Tak lama diunggah, segera muncul tanggapan dari beberapa anggota grup. Ucapan empati dan duka-cita. Kata-kata pengharapan. "Innalillahi wainnailaihi roji'uun." Ini sebuah komentar yang wajar, proporsional. Menjadi pengingat siapapun. Sesungguhnya kita adalah milik Allah dan semuanya akan kembali pada Allah SWT. Tetapi ada juga yang spontan menulis komentar:
"Semoga diampuni segala khilafnya, dan keluarganya ikhlas."
Menggelikan. Pemberi komentar ini pastilah bukan orang yang sabar dan cermat membaca dan teliti melihat gambar video yang ada. Ia semata terpengaruh pada "caption" atau keterangan gambar: 20 nyawa melayang sia-sia.

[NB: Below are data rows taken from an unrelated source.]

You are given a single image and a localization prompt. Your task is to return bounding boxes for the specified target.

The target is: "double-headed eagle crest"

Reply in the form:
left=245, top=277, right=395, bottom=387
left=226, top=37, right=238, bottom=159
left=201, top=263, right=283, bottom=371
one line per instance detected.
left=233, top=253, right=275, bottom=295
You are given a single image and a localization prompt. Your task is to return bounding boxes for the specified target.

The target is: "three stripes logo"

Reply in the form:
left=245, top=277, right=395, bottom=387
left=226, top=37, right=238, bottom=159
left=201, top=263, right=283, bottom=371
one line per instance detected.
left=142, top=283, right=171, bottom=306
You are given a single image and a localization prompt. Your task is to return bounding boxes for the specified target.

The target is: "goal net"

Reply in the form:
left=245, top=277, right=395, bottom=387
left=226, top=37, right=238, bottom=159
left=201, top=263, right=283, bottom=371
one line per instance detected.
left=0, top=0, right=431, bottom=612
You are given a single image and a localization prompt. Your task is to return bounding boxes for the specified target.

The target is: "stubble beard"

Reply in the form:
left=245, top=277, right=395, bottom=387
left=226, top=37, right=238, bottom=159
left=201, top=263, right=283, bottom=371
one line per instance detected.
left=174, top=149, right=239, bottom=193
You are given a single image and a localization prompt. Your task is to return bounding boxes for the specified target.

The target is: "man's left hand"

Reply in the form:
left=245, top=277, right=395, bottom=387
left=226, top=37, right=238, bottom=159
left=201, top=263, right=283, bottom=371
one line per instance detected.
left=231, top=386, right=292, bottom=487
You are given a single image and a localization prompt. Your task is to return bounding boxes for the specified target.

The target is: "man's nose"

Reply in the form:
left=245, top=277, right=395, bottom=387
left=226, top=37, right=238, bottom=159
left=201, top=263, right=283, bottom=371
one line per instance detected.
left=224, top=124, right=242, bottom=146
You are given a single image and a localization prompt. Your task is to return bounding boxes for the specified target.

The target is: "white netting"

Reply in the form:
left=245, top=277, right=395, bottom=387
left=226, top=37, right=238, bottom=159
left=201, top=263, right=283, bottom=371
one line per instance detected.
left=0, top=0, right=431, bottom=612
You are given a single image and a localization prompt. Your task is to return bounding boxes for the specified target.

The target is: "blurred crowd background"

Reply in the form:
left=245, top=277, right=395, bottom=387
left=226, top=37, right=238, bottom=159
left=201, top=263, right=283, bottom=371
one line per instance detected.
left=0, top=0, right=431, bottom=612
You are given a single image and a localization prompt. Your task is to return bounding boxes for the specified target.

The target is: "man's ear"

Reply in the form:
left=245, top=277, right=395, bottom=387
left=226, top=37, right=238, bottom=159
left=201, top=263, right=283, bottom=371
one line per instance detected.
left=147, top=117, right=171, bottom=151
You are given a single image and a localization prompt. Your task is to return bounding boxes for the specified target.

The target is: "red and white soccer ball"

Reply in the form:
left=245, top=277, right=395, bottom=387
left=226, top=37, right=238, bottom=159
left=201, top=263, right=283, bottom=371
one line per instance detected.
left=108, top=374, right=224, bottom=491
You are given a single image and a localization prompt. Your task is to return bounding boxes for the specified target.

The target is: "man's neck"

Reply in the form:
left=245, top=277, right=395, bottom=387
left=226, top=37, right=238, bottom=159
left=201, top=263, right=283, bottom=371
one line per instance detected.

Sebab yang melayang bukan nyawa manusia, melainkan nyawa bebek. Apakah para bebek yang tewas itu juga punya khilaf sehingga perlu diampuni? Dan, apakah kiranya keluarga para bebek itu punya rasa ikhlas?
*
Hal yang menggelikan di atas saya ceritakan ke grup WA keluarga. Hal itu saya komentari sebagai peristiwa "Sungguh-Sungguh Terjadi (SST)". Seperti nama rubrik di Harian Kedaulan Rakyat (KR) Yogyakarta, yang tiap hari hadir pada halaman pertama pojok kanan bawah.
Lalu adik-adik pun menanggapi. Tuti Haryati dari Cikarang Bekasi, seorang adik ipar berkomentar. "Iki kudu ngguyu, opo sedih, Pakde?" (Jw. Ini harus tertawa, atau menangis, Pakde?" Saya jawab: "Mungkin si Ibu terkecoh dengan caption yang ada."